Wednesday, November 25, 2020

11/25/20: Wide-ranging opinion on a variety of trial and supervised release issues

In United States v. Rusnak, --- F.3d ---, No. 17-10137 (9th Cir. 2020), the Court affirmed a conviction for accessing, possessing, and distributing child pornography, vacated some of the supervised release, and remanded for further proceedings.

A few points worth noting"  

First, the Fourth Circuit has held that a criminal defendant may be entitled to a Franks hearing when the affiant who secured a search warrant makes statements at trial that contradict the warrant affidavit. See United States v. White, 850 F.3d 667, 673 (4th Cir. 2017).  Because the Court here found that the defendant waived his Franks argument, it did not decide whether the Ninth would join the Fourth.  So this is still an open issue of first impression. 

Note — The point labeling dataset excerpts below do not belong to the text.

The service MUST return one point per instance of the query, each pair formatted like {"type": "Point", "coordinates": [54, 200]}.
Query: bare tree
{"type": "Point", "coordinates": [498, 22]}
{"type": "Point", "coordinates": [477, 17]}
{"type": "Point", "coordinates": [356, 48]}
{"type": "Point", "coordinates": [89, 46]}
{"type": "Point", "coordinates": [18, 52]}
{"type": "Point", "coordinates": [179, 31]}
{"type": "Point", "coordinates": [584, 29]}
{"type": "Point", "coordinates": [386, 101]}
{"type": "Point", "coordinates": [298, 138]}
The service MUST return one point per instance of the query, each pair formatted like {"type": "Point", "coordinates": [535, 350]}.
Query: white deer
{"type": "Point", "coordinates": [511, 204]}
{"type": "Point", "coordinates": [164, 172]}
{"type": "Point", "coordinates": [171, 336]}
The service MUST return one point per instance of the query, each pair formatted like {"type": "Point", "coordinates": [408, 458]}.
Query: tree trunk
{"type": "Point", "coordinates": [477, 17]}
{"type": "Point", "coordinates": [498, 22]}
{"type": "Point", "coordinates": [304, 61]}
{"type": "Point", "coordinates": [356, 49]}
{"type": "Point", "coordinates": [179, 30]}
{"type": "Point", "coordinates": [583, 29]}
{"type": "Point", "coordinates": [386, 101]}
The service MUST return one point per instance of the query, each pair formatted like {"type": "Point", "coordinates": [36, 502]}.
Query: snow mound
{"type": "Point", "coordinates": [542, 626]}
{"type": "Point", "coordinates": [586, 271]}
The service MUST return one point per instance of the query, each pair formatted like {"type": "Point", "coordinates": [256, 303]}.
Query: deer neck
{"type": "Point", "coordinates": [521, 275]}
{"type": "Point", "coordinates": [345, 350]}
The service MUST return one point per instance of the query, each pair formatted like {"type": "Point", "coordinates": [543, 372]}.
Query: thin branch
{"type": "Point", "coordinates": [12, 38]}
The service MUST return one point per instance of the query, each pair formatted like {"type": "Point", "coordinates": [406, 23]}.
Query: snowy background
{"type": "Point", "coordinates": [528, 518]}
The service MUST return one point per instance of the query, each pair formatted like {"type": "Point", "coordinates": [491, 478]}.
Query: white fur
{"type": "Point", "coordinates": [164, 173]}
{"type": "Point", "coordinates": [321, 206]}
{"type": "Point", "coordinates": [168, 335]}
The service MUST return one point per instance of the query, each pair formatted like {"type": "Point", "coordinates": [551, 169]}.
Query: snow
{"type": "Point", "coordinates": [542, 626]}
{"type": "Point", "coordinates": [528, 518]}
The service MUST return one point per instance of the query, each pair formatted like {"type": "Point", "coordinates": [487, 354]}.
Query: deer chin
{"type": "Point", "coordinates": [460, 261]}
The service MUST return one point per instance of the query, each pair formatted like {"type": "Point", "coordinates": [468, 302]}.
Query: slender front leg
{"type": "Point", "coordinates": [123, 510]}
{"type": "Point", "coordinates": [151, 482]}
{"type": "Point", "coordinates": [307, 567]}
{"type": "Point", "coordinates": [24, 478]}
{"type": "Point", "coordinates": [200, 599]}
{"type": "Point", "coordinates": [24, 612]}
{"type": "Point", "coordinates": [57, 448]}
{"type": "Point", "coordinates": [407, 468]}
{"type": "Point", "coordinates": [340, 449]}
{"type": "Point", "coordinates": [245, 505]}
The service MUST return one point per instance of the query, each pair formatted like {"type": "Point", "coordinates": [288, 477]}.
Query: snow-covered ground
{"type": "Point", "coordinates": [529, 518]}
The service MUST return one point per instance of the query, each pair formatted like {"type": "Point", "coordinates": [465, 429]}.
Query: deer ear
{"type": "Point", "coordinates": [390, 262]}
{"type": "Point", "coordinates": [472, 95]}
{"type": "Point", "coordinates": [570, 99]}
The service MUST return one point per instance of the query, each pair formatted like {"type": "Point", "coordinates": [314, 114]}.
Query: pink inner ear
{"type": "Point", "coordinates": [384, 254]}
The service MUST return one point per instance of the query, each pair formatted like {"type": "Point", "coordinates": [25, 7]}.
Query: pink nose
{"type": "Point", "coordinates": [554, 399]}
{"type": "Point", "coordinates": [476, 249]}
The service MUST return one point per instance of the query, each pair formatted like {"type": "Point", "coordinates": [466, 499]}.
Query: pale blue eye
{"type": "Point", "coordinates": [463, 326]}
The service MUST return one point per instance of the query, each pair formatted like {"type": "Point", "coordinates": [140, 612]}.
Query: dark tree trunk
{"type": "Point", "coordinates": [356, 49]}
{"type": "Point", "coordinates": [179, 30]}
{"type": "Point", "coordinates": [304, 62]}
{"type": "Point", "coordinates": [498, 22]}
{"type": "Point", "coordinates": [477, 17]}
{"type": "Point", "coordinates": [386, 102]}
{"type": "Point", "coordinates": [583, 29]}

Second, on the issue of questioning outside the scope of direct examination, the Court reminds us: "'[a]n opening statement . . . cannot operate to place an issue in controversy.' And statements made outside the presence of the finder of fact are no different."

Third, the Court held, "[d]enying defendants the opportunity to redirect a witness regarding an improper testimonial statement introduced during cross-examination offends the Confrontation Clause."

Fourth, the Court rejected "the Government’s argument that because Rusnak called [his wife] as a witness, her testimony necessarily could not offend the Confrontation Clause. The Government does not point to any case barring the application of Crawford and its progeny to witnesses called by defendants. Crawford repeatedly discusses '[t]estimonial statements of witnesses,' without drawing the distinction the Government seeks."

There is lots more in the opinion.  It is worth a read.